Su batalla contra la legalización

Ana Luisa Jouanne, presidenta de la Corporación Esperanza:
Su batalla contra la legalización
Mientras algunos discuten acerca de la legalización de la marihuana y la libertad para comprar, cultivar y consumir, Ana Luisa se mantiene firme en su negativa a discutir esta opción. Los años a cargo de la Corporación Esperanza como testigo del daño que provocan las drogas reafirman su posición. “Es cierto que la mayoría de los consumidores no pasa de la marihuana, pero un veinte
Dpor ciento de ellos se hace adicto y eso es horroroso”. 

por Mónica Stipicic H. / fotografía Andrea Barceló A.

Descubrió  su  pasión casi por casualidad. Más bien por acompañar a su marido y pasar más tiempo juntos.
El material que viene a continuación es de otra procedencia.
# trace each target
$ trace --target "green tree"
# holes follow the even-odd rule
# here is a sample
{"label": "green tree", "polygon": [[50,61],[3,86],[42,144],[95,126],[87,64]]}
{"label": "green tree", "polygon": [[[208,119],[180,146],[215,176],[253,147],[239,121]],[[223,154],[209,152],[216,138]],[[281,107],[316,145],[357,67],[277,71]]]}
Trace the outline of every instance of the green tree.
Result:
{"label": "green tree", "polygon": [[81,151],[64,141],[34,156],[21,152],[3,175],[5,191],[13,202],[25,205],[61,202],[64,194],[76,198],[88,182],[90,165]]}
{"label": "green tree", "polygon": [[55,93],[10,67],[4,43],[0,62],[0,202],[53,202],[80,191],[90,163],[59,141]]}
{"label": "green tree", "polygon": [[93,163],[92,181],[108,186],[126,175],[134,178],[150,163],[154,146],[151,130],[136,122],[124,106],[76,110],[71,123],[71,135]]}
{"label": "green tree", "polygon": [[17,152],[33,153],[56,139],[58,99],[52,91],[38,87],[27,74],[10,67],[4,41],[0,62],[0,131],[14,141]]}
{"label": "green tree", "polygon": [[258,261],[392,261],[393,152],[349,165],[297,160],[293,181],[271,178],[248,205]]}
Ana Luisa Jouanne es periodista y desde los veinte  años está  casada  con  el senador Jaime Orpis. En esos años, él había sido designado alcalde de la nueva comuna de San Joaquín, lugar donde se enfrentó con crudas realidades de pobreza y abandono en un sector complejo, que incluía emblemáticas poblaciones, como La Legua.
 
Pocos años después, Jaime se transformó en diputado y veía a los pobladores muy afectados por el tema de la droga. Luego de enterarse del suicidio de un joven  adicto,  conoció  a un niño que pedía plata para comprar pasta base. Se desesperó por tratar de ayudarlo y se dio cuenta de que no había ningún lugar, así que decidió abrirlo”, recuerda.
 
¿Y te  motivaste inmediatamente por ayudarlo?
La verdad es que no. El proyecto me encantó pero no estaba muy convencida, no sabíamos nada del tema y me parecía sórdido dedicar nuestras vidas a eso… nada  más  alejado de lo que yo habría soñado. Pero él estaba fascinado, arrendó una casa en San Joaquín, incluso quería dejar la política y dedicarse por completo a eso. A esas alturas, solo lo veía los domingos, así que un día agarré una brocha y partí a pintar la casa… mi primera motivación fue mi matrimonio.
 
¿Cómo se prepararon para hacerse cargo de un tema tan complejo?
Partimos sin saber nada, pero Jaime se puso de cabeza a estudiar el tema. Se fue tres semanas a Estados Unidos y visitó veinte centros de rehabilitación. Nuestra idea inicial era hacer una granja, pero en el camino nos dimos cuenta de que lo que se requería era un centro urbano, con eje en la capacitación laboral, que buscara reinserción y formación de hábitos de trabajo.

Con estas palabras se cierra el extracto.